Besides, by default, it uses Doctrine as its ORM, which it’s one of the best in the PHP ecosystem.
And, if the project code still follows an old style where the PHP returns the HTML, the Symfony team has built its own template engine: Twig. It’s very convenient and easy to split the code and the view.
Slim is a microframework for PHP very handy when the application doesn’t need all the complexity of a full framework like Symfony, for example. It has all the basics from a framework: routing, controllers, events, etc. Anything from a simple API to a big website can be done with Slim. As with Symfony, Doctrine and Twig can be used as well.
3. Spring Boot
The most mature framework of the list, in this case for the JVM family, allows applications to be written in Java, Kotlin, or Groovy indifferently. Spring Boot, as they call themselves, is an opinionated configuration of the Spring platform that can just run the applications from the very beginning. With Spring initializr a new project can be easily built by choosing a few configurations like the build automation tool (Maven or Gradle), the language, a few settings like the package name, and also adding the dependencies from the several third-party libraries that are easily configurable. From that point, it’s very straightforward to start coding your own application.
Micronaut is another JVM framework with the idea of microservices or serverless in mind. That means that their startup time is incredibly short (especially if we compare it to Spring Boot), and the memory consumption is also lower than other frameworks.
Question #2: When and Why Use NodeJS for Backend Development?
Some teams who have more knowledge in some frontend technologies may be more comfortable working with a stack they already know. In this case, choosing NodeJS for backend development may be an excellent choice for them since there is no need to learn a new technology. As an end result, a new product can be delivered faster, which can be very important for its success.
Besides, there are some other points to be considered. This choice can be very convenient for the communication of the client and its API. DTOs can be shared between both parts. Once a new variable is added or removed from a DTO from one side, the other part will be affected immediately. Some silly mistakes can be avoided, as when the API renames a variable but the client has not realized it until the error appears. To share the DTO (but also some other possible components), the project can be built using a monorepo (different parts of the project are kept in the same repository). Some of the monorepos we have been working with are Nx or Lerna.
Another important consideration of using NodeJS is its excellent performance using non-blocking I/O calls, which can handle several connections at the same time.

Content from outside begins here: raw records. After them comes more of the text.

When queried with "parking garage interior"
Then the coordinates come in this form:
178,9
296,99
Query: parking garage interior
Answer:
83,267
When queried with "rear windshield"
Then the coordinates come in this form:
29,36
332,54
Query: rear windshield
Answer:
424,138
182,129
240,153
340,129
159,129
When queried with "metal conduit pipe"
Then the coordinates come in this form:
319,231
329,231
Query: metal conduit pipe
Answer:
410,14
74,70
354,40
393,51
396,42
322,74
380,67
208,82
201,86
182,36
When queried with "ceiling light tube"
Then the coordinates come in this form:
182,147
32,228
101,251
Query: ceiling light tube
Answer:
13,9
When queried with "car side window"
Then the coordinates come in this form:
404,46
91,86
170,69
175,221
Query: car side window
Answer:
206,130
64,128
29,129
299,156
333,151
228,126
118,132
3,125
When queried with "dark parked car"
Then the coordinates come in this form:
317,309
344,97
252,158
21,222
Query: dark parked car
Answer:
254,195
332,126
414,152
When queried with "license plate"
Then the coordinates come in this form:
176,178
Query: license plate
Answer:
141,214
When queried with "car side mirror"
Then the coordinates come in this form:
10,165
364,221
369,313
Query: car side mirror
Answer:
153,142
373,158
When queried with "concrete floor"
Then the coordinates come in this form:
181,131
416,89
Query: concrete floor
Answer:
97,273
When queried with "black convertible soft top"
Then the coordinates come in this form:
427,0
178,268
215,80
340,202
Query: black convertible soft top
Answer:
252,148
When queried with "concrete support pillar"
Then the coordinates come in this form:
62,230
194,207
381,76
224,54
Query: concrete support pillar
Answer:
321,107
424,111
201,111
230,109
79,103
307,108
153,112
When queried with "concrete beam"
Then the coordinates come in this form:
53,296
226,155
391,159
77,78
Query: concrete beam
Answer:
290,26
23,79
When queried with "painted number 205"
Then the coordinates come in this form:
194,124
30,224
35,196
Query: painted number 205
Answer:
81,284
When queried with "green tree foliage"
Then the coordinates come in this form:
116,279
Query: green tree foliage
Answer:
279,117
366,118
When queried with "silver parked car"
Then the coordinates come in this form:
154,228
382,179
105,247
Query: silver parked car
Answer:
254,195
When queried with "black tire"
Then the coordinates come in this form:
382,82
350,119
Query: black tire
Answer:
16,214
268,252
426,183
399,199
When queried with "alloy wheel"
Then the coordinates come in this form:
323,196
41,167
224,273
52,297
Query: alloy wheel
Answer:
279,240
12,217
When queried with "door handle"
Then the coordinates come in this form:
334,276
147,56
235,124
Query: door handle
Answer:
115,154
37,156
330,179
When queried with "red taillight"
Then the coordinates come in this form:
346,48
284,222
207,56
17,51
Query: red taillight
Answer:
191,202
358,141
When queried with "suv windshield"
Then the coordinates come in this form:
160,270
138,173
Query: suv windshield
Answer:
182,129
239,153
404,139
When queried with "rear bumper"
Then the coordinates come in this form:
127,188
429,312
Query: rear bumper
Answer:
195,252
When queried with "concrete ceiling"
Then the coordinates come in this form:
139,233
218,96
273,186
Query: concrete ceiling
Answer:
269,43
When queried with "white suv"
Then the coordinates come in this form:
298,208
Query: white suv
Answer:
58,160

Last but not least, NodeJS can be written in Typescript. Although node was written in JS, we should take advantage of the power that Typescript brings us which allows us to write code with fewer bugs.
Question #3: Why Use Kotlin and Spring Boot?

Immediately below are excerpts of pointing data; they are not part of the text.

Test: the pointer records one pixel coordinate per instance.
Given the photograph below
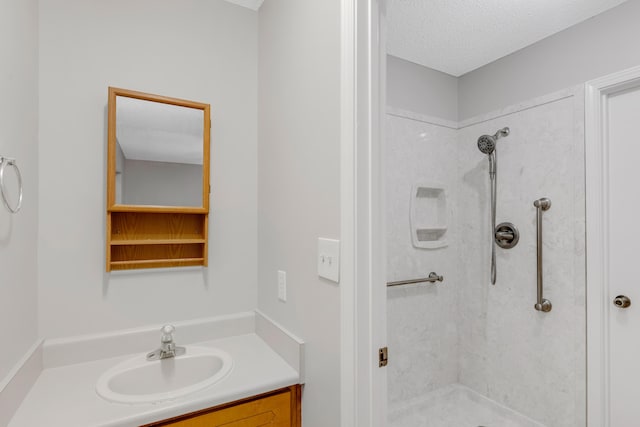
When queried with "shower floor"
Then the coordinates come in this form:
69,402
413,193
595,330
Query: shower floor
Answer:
456,406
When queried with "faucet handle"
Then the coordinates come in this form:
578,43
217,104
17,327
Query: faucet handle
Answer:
167,333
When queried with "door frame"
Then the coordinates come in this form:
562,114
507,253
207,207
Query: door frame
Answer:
597,216
363,294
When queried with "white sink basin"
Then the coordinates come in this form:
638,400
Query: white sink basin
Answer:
140,381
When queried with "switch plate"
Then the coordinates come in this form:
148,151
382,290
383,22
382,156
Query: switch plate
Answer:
282,286
329,259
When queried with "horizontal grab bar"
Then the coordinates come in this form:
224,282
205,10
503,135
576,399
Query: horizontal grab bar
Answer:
433,277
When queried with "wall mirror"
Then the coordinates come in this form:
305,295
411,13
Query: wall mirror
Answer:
157,181
157,149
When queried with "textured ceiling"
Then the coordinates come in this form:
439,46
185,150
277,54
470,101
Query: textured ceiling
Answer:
458,36
251,4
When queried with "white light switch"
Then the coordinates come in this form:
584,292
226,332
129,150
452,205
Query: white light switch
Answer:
329,259
282,286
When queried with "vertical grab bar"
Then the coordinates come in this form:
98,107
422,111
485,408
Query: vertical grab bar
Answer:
541,205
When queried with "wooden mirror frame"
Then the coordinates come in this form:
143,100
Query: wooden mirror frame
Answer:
147,236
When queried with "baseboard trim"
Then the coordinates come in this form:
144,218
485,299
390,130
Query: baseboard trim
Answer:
19,381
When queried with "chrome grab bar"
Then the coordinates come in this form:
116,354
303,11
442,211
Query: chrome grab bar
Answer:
541,205
433,277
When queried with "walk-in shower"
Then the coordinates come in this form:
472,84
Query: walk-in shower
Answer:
487,145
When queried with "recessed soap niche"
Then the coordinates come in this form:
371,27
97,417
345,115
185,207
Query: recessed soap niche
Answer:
428,216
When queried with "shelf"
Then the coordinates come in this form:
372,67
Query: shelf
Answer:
132,242
149,263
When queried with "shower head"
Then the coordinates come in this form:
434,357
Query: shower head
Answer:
487,143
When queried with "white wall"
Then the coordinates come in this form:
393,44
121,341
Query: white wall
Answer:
420,89
299,185
596,47
18,139
204,50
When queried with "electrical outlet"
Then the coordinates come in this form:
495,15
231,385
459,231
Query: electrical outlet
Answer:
282,286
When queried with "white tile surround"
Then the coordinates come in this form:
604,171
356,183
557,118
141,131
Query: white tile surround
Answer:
489,338
457,406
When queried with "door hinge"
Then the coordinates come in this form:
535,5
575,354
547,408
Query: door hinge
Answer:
383,357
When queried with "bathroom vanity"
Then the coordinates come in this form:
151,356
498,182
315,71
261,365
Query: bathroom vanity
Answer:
280,408
262,387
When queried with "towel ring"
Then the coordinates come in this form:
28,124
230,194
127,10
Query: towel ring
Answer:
4,162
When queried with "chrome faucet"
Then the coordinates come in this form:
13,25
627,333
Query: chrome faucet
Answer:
167,347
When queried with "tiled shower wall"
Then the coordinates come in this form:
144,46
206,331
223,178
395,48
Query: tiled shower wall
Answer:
422,319
465,330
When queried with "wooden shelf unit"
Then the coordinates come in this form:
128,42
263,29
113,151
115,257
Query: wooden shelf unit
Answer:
155,239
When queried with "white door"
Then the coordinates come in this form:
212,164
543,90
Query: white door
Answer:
612,148
624,256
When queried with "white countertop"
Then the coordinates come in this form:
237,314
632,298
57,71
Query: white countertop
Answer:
65,396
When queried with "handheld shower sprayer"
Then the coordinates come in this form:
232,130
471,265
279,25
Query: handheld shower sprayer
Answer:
487,145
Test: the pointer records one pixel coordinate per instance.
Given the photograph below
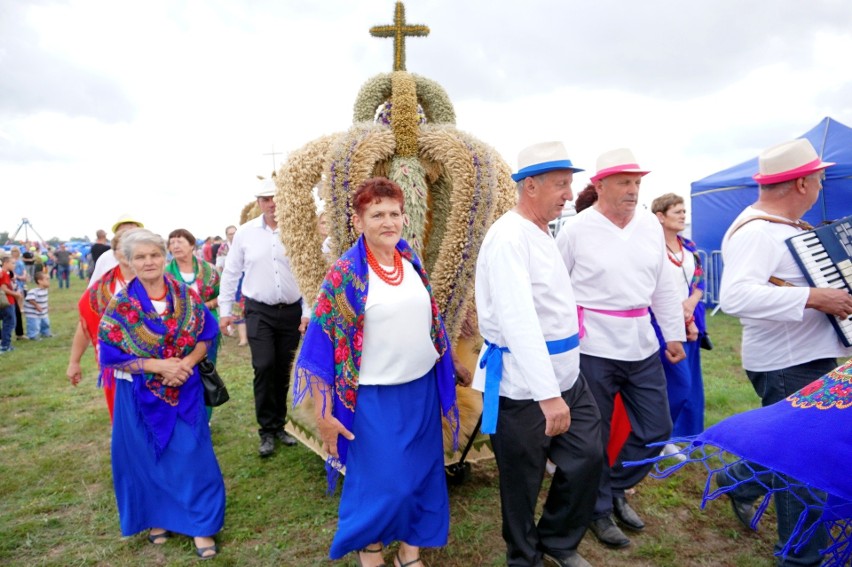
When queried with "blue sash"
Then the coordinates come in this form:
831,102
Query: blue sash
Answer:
492,361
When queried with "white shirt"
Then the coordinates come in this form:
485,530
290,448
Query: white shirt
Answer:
257,250
105,263
778,331
523,299
397,345
619,269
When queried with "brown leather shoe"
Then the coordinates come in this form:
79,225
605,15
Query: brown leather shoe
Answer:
608,533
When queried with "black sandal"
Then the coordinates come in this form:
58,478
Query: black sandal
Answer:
160,538
401,564
368,550
200,551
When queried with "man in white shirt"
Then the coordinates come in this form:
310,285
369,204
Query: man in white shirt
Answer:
531,376
275,314
615,256
788,342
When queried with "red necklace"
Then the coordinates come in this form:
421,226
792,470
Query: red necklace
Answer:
672,257
162,297
393,277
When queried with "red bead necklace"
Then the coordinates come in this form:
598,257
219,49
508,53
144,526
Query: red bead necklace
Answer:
674,259
162,297
393,277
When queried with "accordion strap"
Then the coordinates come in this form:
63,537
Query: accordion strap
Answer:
800,224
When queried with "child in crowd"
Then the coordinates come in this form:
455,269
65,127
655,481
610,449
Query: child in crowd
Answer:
35,309
7,312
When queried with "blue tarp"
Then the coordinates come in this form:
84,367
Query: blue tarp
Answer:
719,198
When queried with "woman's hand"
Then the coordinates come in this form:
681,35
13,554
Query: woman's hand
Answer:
689,307
173,371
330,428
692,332
74,373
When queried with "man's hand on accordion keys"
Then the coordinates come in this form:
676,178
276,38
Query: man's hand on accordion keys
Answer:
837,302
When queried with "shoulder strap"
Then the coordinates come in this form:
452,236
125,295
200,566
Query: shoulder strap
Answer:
800,224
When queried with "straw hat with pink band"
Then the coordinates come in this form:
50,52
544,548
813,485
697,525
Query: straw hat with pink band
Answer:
787,161
621,160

As we already mentioned, the Spring framework has a great maturity and robustness: it has been evolving for years, so plenty of libraries can be found (connectors to all types of databases, caches, etc.), and it’s ready to be used without too many headaches. There is plenty of documentation, and since there is a huge community around the project, it is continuously improved and updated.
Kotlin tries to solve some of the common issues that Java had (no need, for example, to include Lombok) and remove a lot of boilerplate that Java needs to build stuff. It’s completely compatible with Java code, which makes the transition from a Java code to Kotlin very smooth (no need to do it all at once, and you can introduce a Kotlin file inside your Java project).